I created it to split a large PDF and move the seperated pages according to the information in the PDFs.
It looks for things like "Herr Vorname mittlerer Name Nachname" and moves them to done/Herr Vorname mittlerer Name Nachname.pdf
. Also works
with Frau Soundso Nachname
.
If a file by the name already exists, "-0" is automatically appended. If this already exists, "-1" will be appended and so on.
Files whose names cannot be determined will be moved to the manual
folder.
You need to install Tesseract Version 5.0.0-alpha (this can be done automatically with https://github.com/NormanTUD/UsefulFreeHomeServer), you also need GhostScript, ImageMagick and pdftk.
Create a folder called todo
and put one or many PDFs in that folder. Then run
perl parse.pl --todo=/path/to/TODO --tmp=/path/to/TMP --manual=/path/to/MANUAL --done=/path/to/DONE --crop=4000x240+260+2200
If no paths are specified, it looks in the same folder where the script itself is in.
The --crop
parameter can be left empty, but this is not recommended. It crops the image of the PDF before OCR, so that
-
OCR is much faster
-
OCR recognition is much more reliable
The crop parameter gets passed directly to ImageMagick when set. It is specified this way:
${WIDTH}x${HEIGHT}+{YSTART}+{XSTART}
and should be set according to your document.

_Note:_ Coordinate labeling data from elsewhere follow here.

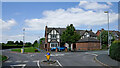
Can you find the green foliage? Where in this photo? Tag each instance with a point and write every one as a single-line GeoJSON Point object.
{"type": "Point", "coordinates": [104, 38]}
{"type": "Point", "coordinates": [115, 50]}
{"type": "Point", "coordinates": [2, 58]}
{"type": "Point", "coordinates": [35, 44]}
{"type": "Point", "coordinates": [104, 46]}
{"type": "Point", "coordinates": [10, 42]}
{"type": "Point", "coordinates": [69, 35]}
{"type": "Point", "coordinates": [28, 44]}
{"type": "Point", "coordinates": [3, 44]}
{"type": "Point", "coordinates": [21, 43]}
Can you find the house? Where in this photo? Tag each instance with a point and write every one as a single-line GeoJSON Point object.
{"type": "Point", "coordinates": [88, 40]}
{"type": "Point", "coordinates": [116, 34]}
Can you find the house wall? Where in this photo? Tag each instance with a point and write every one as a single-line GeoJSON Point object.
{"type": "Point", "coordinates": [87, 46]}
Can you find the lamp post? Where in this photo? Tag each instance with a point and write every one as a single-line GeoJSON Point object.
{"type": "Point", "coordinates": [100, 41]}
{"type": "Point", "coordinates": [22, 50]}
{"type": "Point", "coordinates": [23, 37]}
{"type": "Point", "coordinates": [108, 29]}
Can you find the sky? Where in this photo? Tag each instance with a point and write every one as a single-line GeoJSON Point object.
{"type": "Point", "coordinates": [34, 16]}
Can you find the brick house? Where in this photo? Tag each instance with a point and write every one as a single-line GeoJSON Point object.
{"type": "Point", "coordinates": [116, 34]}
{"type": "Point", "coordinates": [88, 40]}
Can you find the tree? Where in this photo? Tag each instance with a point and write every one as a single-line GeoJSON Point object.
{"type": "Point", "coordinates": [41, 40]}
{"type": "Point", "coordinates": [69, 35]}
{"type": "Point", "coordinates": [115, 50]}
{"type": "Point", "coordinates": [104, 38]}
{"type": "Point", "coordinates": [35, 44]}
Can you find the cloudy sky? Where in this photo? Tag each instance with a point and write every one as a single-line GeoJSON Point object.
{"type": "Point", "coordinates": [33, 16]}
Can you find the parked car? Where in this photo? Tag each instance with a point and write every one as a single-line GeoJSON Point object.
{"type": "Point", "coordinates": [61, 48]}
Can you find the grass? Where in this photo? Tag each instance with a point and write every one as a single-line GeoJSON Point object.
{"type": "Point", "coordinates": [26, 49]}
{"type": "Point", "coordinates": [3, 58]}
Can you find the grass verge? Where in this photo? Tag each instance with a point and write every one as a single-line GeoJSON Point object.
{"type": "Point", "coordinates": [26, 50]}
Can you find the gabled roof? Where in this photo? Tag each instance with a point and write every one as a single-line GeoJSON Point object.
{"type": "Point", "coordinates": [88, 39]}
{"type": "Point", "coordinates": [60, 30]}
{"type": "Point", "coordinates": [81, 32]}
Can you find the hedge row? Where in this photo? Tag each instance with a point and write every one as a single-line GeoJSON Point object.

Assuming you try to get German-like names, you can use the check.pl
in whatever folder you are in. It will check for names that the script
may have gotten wrongly. Use it with perl check.pl
.
You can also use the missing.pl
to get documents that are missing.
Both of these will not yet work with --todo, --tmp and --done and assume that you did not use any special paths.